Nessa viagem pelo tempo que se inicia em 1932, recordo meu avô Antônio e meu tio Roque, seu irmão, o primeiro sendo nome de medalha que a OAB/PE instituiu em 2018, o segundo presença assídua na casa em palestras incontáveis, dois símbolos-faróis, assim como Fernando Coelho foi e é, de ética, altivez e espírito solidário, para que jamais se perca de mira a certeza de que, para se enxergar mais longe, deve-se preferir sempre os ombros dos gigantes.
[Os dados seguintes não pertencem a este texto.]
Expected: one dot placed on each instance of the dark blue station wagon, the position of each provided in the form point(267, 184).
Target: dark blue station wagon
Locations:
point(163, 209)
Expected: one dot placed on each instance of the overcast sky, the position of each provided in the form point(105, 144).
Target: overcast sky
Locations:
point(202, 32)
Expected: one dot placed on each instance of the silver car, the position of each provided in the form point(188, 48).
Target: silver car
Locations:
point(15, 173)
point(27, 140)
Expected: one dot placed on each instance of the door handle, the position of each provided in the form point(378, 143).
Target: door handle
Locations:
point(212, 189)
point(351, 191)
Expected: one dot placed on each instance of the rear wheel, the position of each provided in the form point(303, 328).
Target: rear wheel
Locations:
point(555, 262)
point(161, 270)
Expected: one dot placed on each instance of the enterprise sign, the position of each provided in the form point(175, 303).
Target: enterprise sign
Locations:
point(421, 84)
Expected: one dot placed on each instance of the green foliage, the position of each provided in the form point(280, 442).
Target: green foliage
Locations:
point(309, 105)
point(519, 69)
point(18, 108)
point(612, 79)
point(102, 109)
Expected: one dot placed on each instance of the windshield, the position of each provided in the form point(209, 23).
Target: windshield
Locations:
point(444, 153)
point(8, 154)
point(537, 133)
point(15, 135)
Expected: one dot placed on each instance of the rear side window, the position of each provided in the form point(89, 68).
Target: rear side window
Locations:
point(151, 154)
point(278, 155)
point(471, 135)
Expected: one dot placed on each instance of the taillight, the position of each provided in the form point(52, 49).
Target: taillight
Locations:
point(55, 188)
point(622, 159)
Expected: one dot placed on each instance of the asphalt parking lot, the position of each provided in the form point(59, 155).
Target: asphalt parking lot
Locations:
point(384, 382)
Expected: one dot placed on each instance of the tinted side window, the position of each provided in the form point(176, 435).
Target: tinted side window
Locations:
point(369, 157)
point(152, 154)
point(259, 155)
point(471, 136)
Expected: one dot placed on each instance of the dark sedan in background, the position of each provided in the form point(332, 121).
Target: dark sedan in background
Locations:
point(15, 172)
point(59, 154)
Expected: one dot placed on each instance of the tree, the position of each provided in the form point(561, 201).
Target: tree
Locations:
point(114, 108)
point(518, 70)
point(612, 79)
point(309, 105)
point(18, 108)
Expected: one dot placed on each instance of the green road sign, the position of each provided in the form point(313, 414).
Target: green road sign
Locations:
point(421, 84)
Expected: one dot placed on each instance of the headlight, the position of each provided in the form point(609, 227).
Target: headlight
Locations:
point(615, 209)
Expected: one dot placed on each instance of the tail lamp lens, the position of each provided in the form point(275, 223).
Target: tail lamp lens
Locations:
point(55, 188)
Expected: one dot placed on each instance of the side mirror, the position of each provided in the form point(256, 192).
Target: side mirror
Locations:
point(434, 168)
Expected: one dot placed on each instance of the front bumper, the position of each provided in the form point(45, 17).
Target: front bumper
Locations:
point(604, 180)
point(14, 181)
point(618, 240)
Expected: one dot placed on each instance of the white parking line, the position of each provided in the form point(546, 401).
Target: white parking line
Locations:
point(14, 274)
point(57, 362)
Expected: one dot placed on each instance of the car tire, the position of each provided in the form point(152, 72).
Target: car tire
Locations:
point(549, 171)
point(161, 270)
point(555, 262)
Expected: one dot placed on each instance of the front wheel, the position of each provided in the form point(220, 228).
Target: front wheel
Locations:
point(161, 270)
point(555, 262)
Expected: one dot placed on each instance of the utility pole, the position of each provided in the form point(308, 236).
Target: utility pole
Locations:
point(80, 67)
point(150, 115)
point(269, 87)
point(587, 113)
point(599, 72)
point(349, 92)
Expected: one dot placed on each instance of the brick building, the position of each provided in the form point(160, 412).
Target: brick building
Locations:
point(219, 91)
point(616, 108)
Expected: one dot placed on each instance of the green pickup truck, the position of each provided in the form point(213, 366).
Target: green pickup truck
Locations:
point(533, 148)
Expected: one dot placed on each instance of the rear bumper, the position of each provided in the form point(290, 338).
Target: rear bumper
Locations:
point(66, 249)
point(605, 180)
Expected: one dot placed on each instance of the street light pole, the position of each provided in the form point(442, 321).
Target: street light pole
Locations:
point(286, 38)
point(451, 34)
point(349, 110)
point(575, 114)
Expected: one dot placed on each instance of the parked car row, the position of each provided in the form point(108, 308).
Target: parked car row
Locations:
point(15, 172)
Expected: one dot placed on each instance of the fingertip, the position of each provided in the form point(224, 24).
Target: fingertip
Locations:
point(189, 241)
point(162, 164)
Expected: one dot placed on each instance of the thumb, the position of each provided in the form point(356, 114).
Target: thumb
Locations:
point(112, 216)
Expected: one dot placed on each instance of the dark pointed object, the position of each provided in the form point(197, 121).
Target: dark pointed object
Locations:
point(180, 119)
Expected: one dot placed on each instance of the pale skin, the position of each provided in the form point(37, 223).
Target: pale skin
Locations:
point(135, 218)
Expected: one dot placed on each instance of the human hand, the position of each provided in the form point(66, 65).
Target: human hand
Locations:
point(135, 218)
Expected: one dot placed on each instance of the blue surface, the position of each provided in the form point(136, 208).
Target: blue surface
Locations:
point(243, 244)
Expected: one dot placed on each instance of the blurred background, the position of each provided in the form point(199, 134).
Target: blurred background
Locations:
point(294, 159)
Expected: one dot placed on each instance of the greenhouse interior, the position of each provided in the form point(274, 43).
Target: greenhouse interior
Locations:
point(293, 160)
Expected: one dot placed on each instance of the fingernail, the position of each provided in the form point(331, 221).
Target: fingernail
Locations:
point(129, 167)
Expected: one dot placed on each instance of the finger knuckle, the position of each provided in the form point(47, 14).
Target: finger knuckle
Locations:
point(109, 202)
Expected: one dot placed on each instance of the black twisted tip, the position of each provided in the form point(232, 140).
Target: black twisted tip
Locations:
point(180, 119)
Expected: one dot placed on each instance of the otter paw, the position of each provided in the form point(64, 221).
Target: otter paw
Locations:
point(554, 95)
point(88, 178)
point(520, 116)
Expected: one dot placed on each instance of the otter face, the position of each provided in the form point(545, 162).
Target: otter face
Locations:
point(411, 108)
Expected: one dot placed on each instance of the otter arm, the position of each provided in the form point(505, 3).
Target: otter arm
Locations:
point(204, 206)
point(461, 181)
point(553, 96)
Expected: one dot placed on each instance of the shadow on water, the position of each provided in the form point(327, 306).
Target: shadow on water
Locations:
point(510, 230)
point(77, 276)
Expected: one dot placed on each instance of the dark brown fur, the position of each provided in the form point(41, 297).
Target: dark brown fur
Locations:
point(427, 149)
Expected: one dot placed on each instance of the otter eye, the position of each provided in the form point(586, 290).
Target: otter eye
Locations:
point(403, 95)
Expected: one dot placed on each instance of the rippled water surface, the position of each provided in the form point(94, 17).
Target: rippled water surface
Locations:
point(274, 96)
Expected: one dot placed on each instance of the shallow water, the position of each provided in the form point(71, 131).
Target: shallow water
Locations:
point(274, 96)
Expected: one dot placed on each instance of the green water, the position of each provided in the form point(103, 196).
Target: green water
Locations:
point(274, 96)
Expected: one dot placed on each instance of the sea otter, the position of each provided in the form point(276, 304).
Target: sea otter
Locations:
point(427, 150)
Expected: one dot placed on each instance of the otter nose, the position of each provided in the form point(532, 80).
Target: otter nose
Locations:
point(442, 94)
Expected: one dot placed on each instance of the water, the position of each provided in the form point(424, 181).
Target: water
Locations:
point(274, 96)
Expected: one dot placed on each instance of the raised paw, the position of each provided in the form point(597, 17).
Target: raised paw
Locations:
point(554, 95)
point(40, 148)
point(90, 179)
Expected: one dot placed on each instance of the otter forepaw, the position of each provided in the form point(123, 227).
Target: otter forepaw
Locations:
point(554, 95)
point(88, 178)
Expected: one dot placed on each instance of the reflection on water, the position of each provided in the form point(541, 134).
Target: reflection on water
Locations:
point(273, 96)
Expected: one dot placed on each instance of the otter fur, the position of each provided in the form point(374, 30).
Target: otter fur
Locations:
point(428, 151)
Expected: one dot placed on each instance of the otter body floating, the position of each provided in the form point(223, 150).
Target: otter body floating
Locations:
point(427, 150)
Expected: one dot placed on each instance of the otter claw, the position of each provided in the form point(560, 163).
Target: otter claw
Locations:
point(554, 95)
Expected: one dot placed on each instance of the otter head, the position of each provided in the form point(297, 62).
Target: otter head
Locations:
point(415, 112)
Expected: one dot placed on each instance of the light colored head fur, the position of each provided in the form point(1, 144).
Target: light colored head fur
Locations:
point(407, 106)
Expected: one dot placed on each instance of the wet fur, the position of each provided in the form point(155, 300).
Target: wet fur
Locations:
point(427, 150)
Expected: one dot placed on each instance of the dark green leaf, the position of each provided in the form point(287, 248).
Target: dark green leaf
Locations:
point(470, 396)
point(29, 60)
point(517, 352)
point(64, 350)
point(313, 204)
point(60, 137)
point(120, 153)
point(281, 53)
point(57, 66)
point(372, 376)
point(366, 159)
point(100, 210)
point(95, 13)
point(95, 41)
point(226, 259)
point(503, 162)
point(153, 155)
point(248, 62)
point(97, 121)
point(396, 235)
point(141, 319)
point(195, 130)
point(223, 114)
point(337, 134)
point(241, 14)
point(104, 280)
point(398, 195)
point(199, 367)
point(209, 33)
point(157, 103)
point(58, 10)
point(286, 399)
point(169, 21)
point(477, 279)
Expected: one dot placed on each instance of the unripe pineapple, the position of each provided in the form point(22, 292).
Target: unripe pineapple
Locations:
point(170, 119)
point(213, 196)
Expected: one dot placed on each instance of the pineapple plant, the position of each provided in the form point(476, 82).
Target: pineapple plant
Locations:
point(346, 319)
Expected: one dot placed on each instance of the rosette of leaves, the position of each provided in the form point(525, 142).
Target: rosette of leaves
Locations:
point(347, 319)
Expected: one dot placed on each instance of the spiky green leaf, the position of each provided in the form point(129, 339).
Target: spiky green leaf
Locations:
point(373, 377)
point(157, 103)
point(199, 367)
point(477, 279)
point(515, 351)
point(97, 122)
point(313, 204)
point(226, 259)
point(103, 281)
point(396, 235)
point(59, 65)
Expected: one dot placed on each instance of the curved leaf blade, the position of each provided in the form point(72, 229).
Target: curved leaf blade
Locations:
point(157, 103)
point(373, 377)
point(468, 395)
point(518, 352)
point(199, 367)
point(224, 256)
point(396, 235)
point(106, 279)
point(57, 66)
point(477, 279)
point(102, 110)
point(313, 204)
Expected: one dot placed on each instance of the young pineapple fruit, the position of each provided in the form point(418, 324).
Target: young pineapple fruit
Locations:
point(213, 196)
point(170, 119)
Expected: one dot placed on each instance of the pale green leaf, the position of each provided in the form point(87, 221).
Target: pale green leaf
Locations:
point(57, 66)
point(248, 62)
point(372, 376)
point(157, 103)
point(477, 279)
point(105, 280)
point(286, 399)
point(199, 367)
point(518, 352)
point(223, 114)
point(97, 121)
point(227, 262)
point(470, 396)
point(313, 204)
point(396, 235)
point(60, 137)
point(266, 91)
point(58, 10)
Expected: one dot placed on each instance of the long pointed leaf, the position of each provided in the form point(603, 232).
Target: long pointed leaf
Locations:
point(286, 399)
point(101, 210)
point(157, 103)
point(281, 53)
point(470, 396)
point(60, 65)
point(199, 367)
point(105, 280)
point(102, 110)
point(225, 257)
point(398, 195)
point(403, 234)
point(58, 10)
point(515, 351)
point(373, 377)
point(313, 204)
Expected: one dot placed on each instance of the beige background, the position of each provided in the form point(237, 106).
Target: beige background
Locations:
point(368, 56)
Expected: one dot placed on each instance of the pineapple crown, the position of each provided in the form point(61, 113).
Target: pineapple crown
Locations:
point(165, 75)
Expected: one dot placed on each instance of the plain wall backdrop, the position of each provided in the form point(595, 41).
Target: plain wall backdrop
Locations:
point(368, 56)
Parabenizando os idealizadores e executores desse projeto, despeço-me citando o advogado Marcelo Santa Cruz, em artigo de homenagem a Fernando Coelho, publicado em 25/4/2019, quando, ao defini-lo, se socorreu de um episódio que diz mais que qualquer elogio: “Em 1974, Fernando era candidato a Deputado Federal, plena ditadura, nesta oportunidade, por iniciativa própria, mamãe Elzita Santa Cruz bate no final da tarde nas portas da residência de Fernando Coelho, que atenciosamente atende e segue para gravar o seu Guia Eleitoral, foi pela primeira vez que, burlando a censura, foi tornado público que meu irmão Fernando Santa Cruz e o seu companheiro de lutas, Eduardo Collier Filho, foram sequestrados em 23/02/1974, desaparecidos políticos, assassinados sob torturas. Assim era Fernando Coelho, corajoso, destemido, aquela sua atitude em ter desafiado a censura lhe custou não mais se apresentar no Guia Eleitoral”. Homens assim não morrem. São atemporais. Estão sempre presentes. Que as atuais e futuras gerações, inclusive, na advocacia, se mirem no exemplo desses personagens maiúsculos, escrevendo um futuro promissor.